Year and value ideas please! I really appreciate the help!!!


----------



## J-wagon (Feb 6, 2022)

Because of bma6 sticker I think 1970s. Looks Murray built. Not sure but looks like someone wanted racy 3-speed, added dropbars


----------



## R&D (Feb 6, 2022)

J-wagon said:


> Because of bma6 sticker I think 1970s. Looks Murray built. Not sure but looks like someone wanted racy 3-speed, added dropbars



I have had it 30 years never thought about the bars being changed lol. Thanks for the information!!!


----------



## juvela (Feb 6, 2022)

-----

agree machine appears 1970's but pre CPSC - likely a "boomer"

you may be able to read a date on the shell of the Shimano planetary hub

value -

garage sale - 20-30USD

classified - 30-45USD

that's probably about the upper limit

caveat: markets can vary widely depending on location - both in value and in salability

-----


----------



## R&D (Feb 6, 2022)

juvela said:


> -----
> 
> agree machine appears 1970's but pre CPSC - likely a "boomer"
> 
> ...



Really appreciate your help!!! Thank you very much. 😁


----------



## sykerocker (Feb 11, 2022)

J-wagon said:


> Because of bma6 sticker I think 1970s. Looks Murray built.
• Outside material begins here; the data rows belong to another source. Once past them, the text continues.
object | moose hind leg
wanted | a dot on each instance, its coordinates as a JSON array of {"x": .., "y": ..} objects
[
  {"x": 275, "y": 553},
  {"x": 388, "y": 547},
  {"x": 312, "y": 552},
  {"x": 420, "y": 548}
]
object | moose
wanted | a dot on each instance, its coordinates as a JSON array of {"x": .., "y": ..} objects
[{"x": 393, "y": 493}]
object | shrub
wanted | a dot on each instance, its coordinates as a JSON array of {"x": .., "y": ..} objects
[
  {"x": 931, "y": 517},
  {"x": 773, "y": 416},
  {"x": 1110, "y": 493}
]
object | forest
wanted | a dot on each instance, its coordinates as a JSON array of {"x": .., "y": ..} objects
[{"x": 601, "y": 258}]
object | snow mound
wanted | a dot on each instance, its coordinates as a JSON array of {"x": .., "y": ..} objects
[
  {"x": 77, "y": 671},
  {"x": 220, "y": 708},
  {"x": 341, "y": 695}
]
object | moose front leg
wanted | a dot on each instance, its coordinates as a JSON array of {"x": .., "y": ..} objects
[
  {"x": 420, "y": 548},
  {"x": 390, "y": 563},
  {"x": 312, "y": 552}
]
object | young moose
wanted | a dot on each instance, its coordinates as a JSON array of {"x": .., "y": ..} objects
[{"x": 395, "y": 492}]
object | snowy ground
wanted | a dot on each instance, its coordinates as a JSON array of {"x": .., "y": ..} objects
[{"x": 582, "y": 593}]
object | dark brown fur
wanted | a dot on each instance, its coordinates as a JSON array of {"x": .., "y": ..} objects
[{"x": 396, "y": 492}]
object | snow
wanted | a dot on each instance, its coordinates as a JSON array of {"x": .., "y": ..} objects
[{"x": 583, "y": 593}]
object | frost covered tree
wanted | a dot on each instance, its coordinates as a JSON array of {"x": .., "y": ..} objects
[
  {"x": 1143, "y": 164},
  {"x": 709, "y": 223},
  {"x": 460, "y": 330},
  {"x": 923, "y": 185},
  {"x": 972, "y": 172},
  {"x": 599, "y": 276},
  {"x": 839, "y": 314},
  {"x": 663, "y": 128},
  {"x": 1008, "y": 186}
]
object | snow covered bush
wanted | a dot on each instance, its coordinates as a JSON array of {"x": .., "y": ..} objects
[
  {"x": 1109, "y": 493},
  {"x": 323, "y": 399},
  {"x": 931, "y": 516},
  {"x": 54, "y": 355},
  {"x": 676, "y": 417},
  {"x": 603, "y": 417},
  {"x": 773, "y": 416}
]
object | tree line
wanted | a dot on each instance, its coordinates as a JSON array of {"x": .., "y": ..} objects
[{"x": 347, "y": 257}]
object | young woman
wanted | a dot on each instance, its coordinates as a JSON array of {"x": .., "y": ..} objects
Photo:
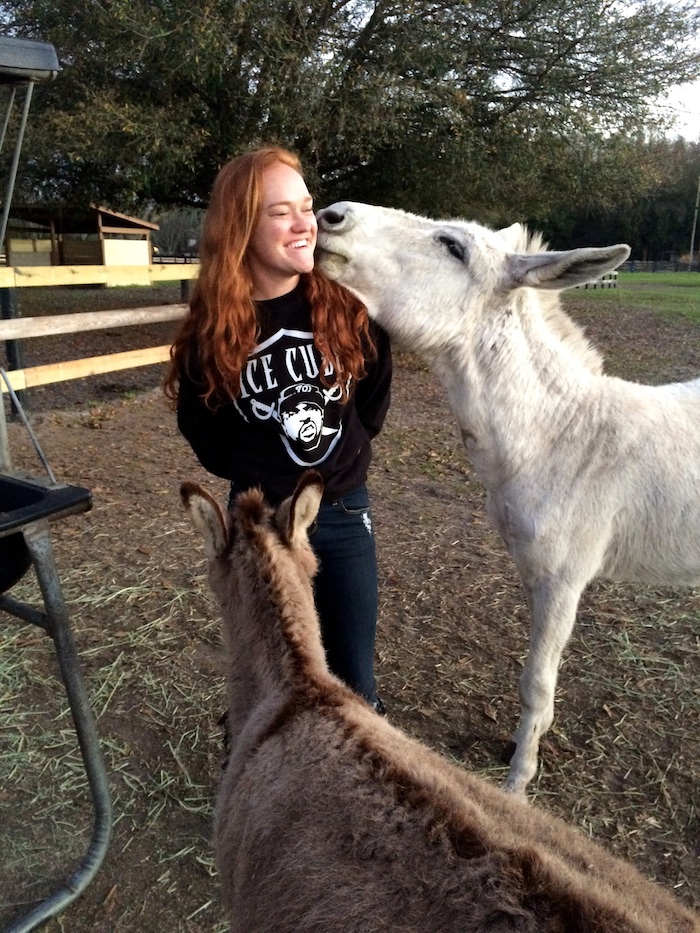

Not sure but looks like someone wanted racy 3-speed, added dropbars




The BMA/6 sticker definitely says post-1972, and yes it appears to be Murray built.  Those handlebars are definitely owner-added.  Not that it makes much difference, because if you swap out the rear hub, add derailleurs, dual chainwheel, remove the chain guard, five speed freewheel, and drop bar brake levers you've got what passed for a $60-70.00 ten speed back in 1973.  Yes, they used the 3-speed stem on the 10-speeds.


----------



## Adamtinkerer (Feb 12, 2022)

Sometime in the '70s, they started putting a decal at the bottom of the seat tube, just above the cranks, w/a manufacture date.


----------